In the closing section of "The General Prologue" to Geoffrey Chaucer's The Canterbury Tales, the host establishes some governance concerning how and by whom the tales will be told. How is "The...
In the closing section of "The General Prologue" to Geoffrey Chaucer's The Canterbury Tales, the host establishes some governance concerning how and by whom the tales will be told. How is "The Miller's Tale" relevant to this theme of governance?
Near the end of the “General Prologue” to Geoffrey Chaucer’s The Canterbury Tales, the host establishes a kind of governance to determine how and by whom the tales will be told. Each of the pilgrims chooses a straw, and, since the Knight draws the shortest straw, he is the first pilgrim to tell a tale. When the Knight concludes his tale, the host and other pilgrims (particularly the gentlefolk) praise the Knight’s story. The host is pleased with this beginning of the tale-telling enterprise, and he suggests that the Monk should tell the next tale. In other words, the host wants to proceed in an orderly, well-governed fashion.
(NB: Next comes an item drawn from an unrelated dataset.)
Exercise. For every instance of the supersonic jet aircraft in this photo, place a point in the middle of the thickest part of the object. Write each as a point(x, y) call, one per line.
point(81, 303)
The Miller, however, has other ideas. He is drunk and can barely sit upon his horse – two common symbols in the middle ages of a person who is unreasonable and who does not have good control of his passions. In other words, the Miller is ungoverned and soon proves ungovernable. He shows no respect toward anyone else (another indication of his ungoverned, ungovernable nature), and he cries out in the voice of Pilate (the figure in the Bible often blamed for the death of Christ, often portrayed in medieval plays) that he, the Miller, will answer the Knight’s tale. The Miller thus displays his pride, his lack of common courtesy, his lack of respect for his superiors, and even (by referring profanely to the crucifixion) his lack of respect God and for the religious values of the time. In all these ways he shows that he is ungoverned and indeed has no desire to submit to any kind of governance – even, including, the governance of his own reason.
The Miller’s refusal to be governed by anyone or anything is especially clear when he once again refers profanely to God when he declares that he will not abide by the host’s suggestions:
“By Goddes soule,” quod he, “that wol not I,
For I wol speke or ells go my way.” (24-25; Prologue to “The Miller’s Tale”)
In these two lines he manages to use personal pronouns three times, and Chaucer gives the pronoun “I” at the end of line 24 heavy metrical emphasis. The Miller is an egotist who cares only about himself. He consistently exhibits the sin of pride – the root cause of all other sins and certainly the root cause of his own ungoverned, ungovernable attitudes and behavior. The Miller’s disruption of the orderly proceedings is funny, but obviously he is not the kind of person who should be taken as a model for any kind of orderly, civil, well-governed behavior. He is, in this respect as in so many others, the precise opposite of the Knight. He epitomizes and embodies all the forces of selfishness and arrogance that make a well-governed commonwealth impossible. No wonder, then, that the host becomes so comically frustrated with the Miller, as when the host exclaims, “Thou art a fool; thy wit is overcome” (27).